Build a committed Russian common-noun word list (dictprep/russian/scrabble.txt) from the RAN orthographic dictionary, for the Эрудит ruleset. - Stage 1 (Go, dictprep/ruwords): orfo_dict_2025.txt -> all.txt; extracts headwords, reconstructs "ед." singulars (suppressing plurals), pairs "и" variants. - Stage 2 (Python brain, dictprep/ru_stage2.py): OpenCorpora (mawo-pymorphy3) + libmorph + orthographic notes select common nouns (nom. sing.); --trace explains a word's fate, --dump writes the in-memory buckets. - libmorph C++ bridge (libmorph_check.cpp); manual_confirm.txt is merged in. - orfo_dict_2025.txt is the committed pdftotext source of truth. - See dictprep/README.md for methodology and reproducibility.
Russian word-list preparation (dictprep)
Builds the Russian noun word list for the Scrabble/Эрудит solver out of the official Russian academic orthographic dictionary, cross-checked against two independent morphological dictionaries.
The goal of the pipeline is a list of common nouns in the nominative singular
(dictprep/russian/scrabble.txt), plus an ambiguous tail for manual review.
This directory is self-contained tooling for building the word list. It is not part of the solver library. The committed result lives in
dictprep/russian/.
Source
orfo_dict_2025.pdf — Русский орфографический словарь РАН (≈ 200 000 entries), the
authority for spelling. It encodes declension type in its grammatical notes but does
not reliably mark part of speech.
- Source: https://ruslang.ru/sites/default/files/doc/normativnyje_slovari/orfograficheskij_slovar.pdf
- Mirror: https://rus-gos.spbu.ru/index.php/dictionary
The PDF is git-ignored (large, third-party); place it here as orfo_dict_2025.pdf. Its
pdftotext output is committed as russian/orfo_dict_2025.txt, so the word list rebuilds
from the text alone — the binary PDF is needed only to regenerate that text.
Outputs (dictprep/russian/)
The committed result is three files; every other bucket stays in the Stage-2
process's memory (dump it with --dump, query it with --trace WORD).
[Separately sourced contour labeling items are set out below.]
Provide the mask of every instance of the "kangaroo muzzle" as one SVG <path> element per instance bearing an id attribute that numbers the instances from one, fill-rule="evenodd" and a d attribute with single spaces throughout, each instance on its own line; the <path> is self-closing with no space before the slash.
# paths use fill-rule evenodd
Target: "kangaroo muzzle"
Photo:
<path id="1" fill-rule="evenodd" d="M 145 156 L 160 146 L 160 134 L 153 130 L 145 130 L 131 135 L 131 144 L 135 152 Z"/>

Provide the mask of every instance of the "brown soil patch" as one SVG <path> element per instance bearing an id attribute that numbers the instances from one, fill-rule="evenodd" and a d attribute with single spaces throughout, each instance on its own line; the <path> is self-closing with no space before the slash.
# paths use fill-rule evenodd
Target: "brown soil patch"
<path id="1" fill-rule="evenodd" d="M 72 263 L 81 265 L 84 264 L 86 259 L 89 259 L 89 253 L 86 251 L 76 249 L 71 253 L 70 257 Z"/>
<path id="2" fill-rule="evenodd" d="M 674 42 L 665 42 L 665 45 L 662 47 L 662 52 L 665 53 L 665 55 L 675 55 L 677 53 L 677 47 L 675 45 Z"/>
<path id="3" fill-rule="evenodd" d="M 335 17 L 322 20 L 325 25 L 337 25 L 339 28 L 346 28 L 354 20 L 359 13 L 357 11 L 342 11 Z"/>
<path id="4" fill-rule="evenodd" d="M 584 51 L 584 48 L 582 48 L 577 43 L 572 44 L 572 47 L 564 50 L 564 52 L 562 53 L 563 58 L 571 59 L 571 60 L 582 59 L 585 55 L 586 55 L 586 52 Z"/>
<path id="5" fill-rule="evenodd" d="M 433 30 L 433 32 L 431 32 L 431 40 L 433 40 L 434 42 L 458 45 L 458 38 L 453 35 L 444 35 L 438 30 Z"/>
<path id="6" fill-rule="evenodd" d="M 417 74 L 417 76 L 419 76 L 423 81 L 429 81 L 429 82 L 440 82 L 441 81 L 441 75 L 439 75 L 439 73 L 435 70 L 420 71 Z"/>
| File | Committed | Meaning |
|---|---|---|
orfo_dict_2025.txt |
✓ | the pdftotext output — the parsed source of truth (the PDF binary is not needed to rebuild). |
all.txt |
✓ | Stage 1 base: every clean Cyrillic headword/variant; a plural headword with a singular is replaced by that singular. |
manual_confirm.txt |
✓ | hand-reviewed nouns from the undefined tail; the brain merges them into the result. |
scrabble.txt |
✓ | Stage 2 result: common nouns, nominative singular (+ pluralia tantum), length 2–15 — the working dictionary. |
undefined.txt |
— | the ambiguous tail; kept in memory, written only with --dump. |
--dump also writes adjectives.txt, verbs.txt, singulars.txt and fate.tsv (every
word with the reason it did or did not reach the dictionary); these are git-ignored debug
artifacts. Stage 1 also writes /tmp/ru_{skip,singulars,variants}.txt, intermediate inputs
the brain consumes.
Prerequisites
# 1. pdftotext (Poppler)
sudo apt-get install -y poppler-utils
# 2. Go toolchain (Stage 1) — already required by the parent module
# 3. Python + the OpenCorpora analyser (Stage 2)
sudo apt-get install -y python3-venv python3-pip
python3 -m venv ru-venv
ru-venv/bin/pip install mawo-pymorphy3 # bundles OpenCorpora 2025 (words.dawg)
# 4. libmorph — the independent morphological dictionary (Stage 2 cross-check)
sudo apt-get install -y morphrus morphrus-dev moonycode-dev morphapi-dev
g++ -std=c++17 -O2 dictprep/libmorph_check.cpp -lmorphrus -lmoonycode -o dictprep/libmorph_check
If dictprep/libmorph_check is absent, Stage 2 still runs — it simply drops libmorph from
the stack and reports libmorph_helper=MISSING.
How to run
# Stage 0 — PDF -> plain text (committed as the source of truth; run once)
pdftotext dictprep/orfo_dict_2025.pdf dictprep/russian/orfo_dict_2025.txt
# Stage 1 — build the base word list (Go): dictprep/russian/all.txt + /tmp/ru_*.txt
go run ./dictprep/ruwords
# Stage 2 — the brain (Python + mawo + libmorph): writes scrabble.txt
ru-venv/bin/python dictprep/ru_stage2.py
# ask how a word did or did not reach the dictionary
ru-venv/bin/python dictprep/ru_stage2.py --trace травмпункт
# also write the in-memory buckets (undefined, adjectives, verbs, singulars, fate.tsv)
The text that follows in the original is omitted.